Cofiring with reactive hydrocarbon and oxygenated fuels is an effective approach to enhance ammonia (NH3) combustion, which raises growing interest in understanding CN interactions. Among these fuels, dimethyl ether (DME, CH3OCH3) has attracted extensive attention due to its renewable nature and potential for large-scale synthesis from CO2 feedstock. This work reports an experimental and modeling investigation on the laminar flame propagation of NH3 and NH3/DME in O2/CO2 atmosphere, with an emphasis on evaluating the enhanced NH3/CO2 interactions under flame conditions.
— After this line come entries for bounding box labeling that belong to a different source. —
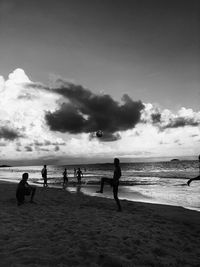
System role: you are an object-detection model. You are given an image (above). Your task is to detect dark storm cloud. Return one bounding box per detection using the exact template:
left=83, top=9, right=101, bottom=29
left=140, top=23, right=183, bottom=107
left=151, top=112, right=161, bottom=123
left=0, top=142, right=6, bottom=146
left=54, top=146, right=60, bottom=151
left=45, top=81, right=144, bottom=140
left=89, top=132, right=121, bottom=142
left=25, top=146, right=33, bottom=152
left=34, top=140, right=65, bottom=147
left=161, top=117, right=199, bottom=129
left=0, top=127, right=21, bottom=141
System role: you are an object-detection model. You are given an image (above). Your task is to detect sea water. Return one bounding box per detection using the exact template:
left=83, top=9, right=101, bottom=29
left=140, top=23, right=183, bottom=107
left=0, top=161, right=200, bottom=211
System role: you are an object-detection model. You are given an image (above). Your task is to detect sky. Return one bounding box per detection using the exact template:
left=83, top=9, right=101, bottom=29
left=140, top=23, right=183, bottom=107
left=0, top=0, right=200, bottom=165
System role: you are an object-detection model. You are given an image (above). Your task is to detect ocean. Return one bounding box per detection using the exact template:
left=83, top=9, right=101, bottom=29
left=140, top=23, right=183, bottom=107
left=0, top=160, right=200, bottom=211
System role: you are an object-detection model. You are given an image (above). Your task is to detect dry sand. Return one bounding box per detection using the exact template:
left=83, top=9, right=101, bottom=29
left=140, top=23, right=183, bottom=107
left=0, top=182, right=200, bottom=267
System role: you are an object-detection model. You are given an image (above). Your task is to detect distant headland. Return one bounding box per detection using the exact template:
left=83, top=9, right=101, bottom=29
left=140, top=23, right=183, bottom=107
left=0, top=165, right=12, bottom=168
left=171, top=159, right=180, bottom=162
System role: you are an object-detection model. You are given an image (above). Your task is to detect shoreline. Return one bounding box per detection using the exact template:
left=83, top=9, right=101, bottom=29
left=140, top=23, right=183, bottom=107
left=0, top=182, right=200, bottom=267
left=0, top=179, right=200, bottom=215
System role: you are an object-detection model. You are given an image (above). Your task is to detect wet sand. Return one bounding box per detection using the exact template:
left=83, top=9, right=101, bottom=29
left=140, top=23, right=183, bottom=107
left=0, top=182, right=200, bottom=267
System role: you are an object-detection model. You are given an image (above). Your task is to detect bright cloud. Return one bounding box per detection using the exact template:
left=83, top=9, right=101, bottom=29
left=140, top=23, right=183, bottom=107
left=0, top=69, right=200, bottom=165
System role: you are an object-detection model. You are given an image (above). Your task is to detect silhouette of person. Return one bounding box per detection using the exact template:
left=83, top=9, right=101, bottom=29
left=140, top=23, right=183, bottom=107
left=41, top=165, right=48, bottom=187
left=187, top=155, right=200, bottom=186
left=96, top=158, right=122, bottom=211
left=16, top=172, right=36, bottom=206
left=63, top=168, right=68, bottom=187
left=76, top=168, right=83, bottom=184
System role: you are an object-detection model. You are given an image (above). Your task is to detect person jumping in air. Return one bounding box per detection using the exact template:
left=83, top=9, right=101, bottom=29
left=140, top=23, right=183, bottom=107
left=187, top=155, right=200, bottom=186
left=97, top=158, right=122, bottom=211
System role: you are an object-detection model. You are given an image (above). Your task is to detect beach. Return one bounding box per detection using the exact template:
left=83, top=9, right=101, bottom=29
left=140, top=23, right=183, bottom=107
left=0, top=182, right=200, bottom=267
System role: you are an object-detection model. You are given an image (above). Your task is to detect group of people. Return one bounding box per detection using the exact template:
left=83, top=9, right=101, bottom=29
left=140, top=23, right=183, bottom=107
left=16, top=155, right=200, bottom=211
left=16, top=158, right=121, bottom=211
left=16, top=165, right=86, bottom=205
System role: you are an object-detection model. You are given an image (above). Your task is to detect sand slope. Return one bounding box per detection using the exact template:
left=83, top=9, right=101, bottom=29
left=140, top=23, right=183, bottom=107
left=0, top=183, right=200, bottom=267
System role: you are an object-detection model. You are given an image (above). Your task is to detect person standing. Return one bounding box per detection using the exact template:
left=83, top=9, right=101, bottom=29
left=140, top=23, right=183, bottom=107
left=63, top=168, right=68, bottom=188
left=187, top=155, right=200, bottom=186
left=16, top=172, right=36, bottom=206
left=96, top=158, right=122, bottom=211
left=41, top=165, right=48, bottom=187
left=76, top=168, right=83, bottom=184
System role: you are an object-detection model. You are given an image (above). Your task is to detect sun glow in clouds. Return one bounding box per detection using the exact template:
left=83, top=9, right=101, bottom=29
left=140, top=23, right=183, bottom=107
left=0, top=69, right=200, bottom=165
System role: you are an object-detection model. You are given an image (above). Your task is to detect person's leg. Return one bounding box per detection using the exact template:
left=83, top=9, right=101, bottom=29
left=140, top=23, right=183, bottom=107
left=113, top=183, right=122, bottom=211
left=44, top=177, right=48, bottom=187
left=16, top=191, right=24, bottom=206
left=187, top=175, right=200, bottom=186
left=30, top=187, right=36, bottom=202
left=97, top=177, right=112, bottom=193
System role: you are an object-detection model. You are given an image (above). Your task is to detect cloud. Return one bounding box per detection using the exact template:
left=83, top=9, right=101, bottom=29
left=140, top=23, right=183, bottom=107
left=0, top=127, right=21, bottom=141
left=25, top=146, right=33, bottom=152
left=45, top=81, right=144, bottom=141
left=0, top=69, right=200, bottom=164
left=141, top=104, right=200, bottom=131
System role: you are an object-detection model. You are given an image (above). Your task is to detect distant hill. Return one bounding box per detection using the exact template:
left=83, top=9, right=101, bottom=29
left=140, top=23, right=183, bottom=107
left=171, top=159, right=180, bottom=162
left=0, top=165, right=12, bottom=168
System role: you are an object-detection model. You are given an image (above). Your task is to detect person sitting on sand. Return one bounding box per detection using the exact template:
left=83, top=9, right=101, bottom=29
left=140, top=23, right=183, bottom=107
left=187, top=155, right=200, bottom=186
left=96, top=158, right=122, bottom=211
left=41, top=165, right=48, bottom=187
left=76, top=168, right=83, bottom=184
left=63, top=168, right=68, bottom=187
left=16, top=172, right=36, bottom=206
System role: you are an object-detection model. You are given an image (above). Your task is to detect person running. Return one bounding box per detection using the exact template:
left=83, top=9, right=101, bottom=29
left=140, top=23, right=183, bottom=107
left=96, top=158, right=122, bottom=211
left=16, top=172, right=36, bottom=206
left=76, top=168, right=83, bottom=184
left=187, top=155, right=200, bottom=186
left=41, top=165, right=48, bottom=187
left=63, top=168, right=68, bottom=187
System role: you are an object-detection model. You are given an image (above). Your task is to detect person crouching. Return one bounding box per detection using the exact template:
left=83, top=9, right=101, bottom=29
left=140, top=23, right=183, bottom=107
left=16, top=172, right=36, bottom=206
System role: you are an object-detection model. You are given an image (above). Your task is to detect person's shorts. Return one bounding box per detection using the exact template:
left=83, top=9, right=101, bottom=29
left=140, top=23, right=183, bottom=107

Laminar burning velocities (LBVs) were measured at elevated pressures up to 5 atm in a constant-volume combustion vessel. A kinetic model was developed and can well reproduce the measured LBVs in this work, as well as the LBVs and speciation data in literature. Modeling analyses and the modified fictitious diluent gas method were used to explore the effects of DME cofiring, pressure and CO2 dilution on LBVs. The results reveal that the chemical effect plays a crucial role in promoting the laminar flame propagation of NH3 with DME cofiring, while the reduction of LBVs with CO2 dilution is predominantly influenced by the thermal effect. LBVs of NH3/DME present a stronger pressure dependency than that of pure NH3, which is attributed to the enhanced pressure-sensitive three-body reactions, including CH3 + H (+M) = CH4 (+M) and H + O2 (+M) = HO2 (+M). Phenomenological analysis of LBVs was conducted by varying the diluent gas from pure N2 to pure CO2, complemented by modeling analyses with adjusted rate constants, to provide insights into NH3/CO2 interactions. The results show that CO2 reduction reactions, including NH + CO2 = HNO + CO and CO + OH = CO2 + H, compete for reactive radicals like H and NH with chain-branching reactions H + O2 = OH + H and consequently prohibit the laminar flame propagation.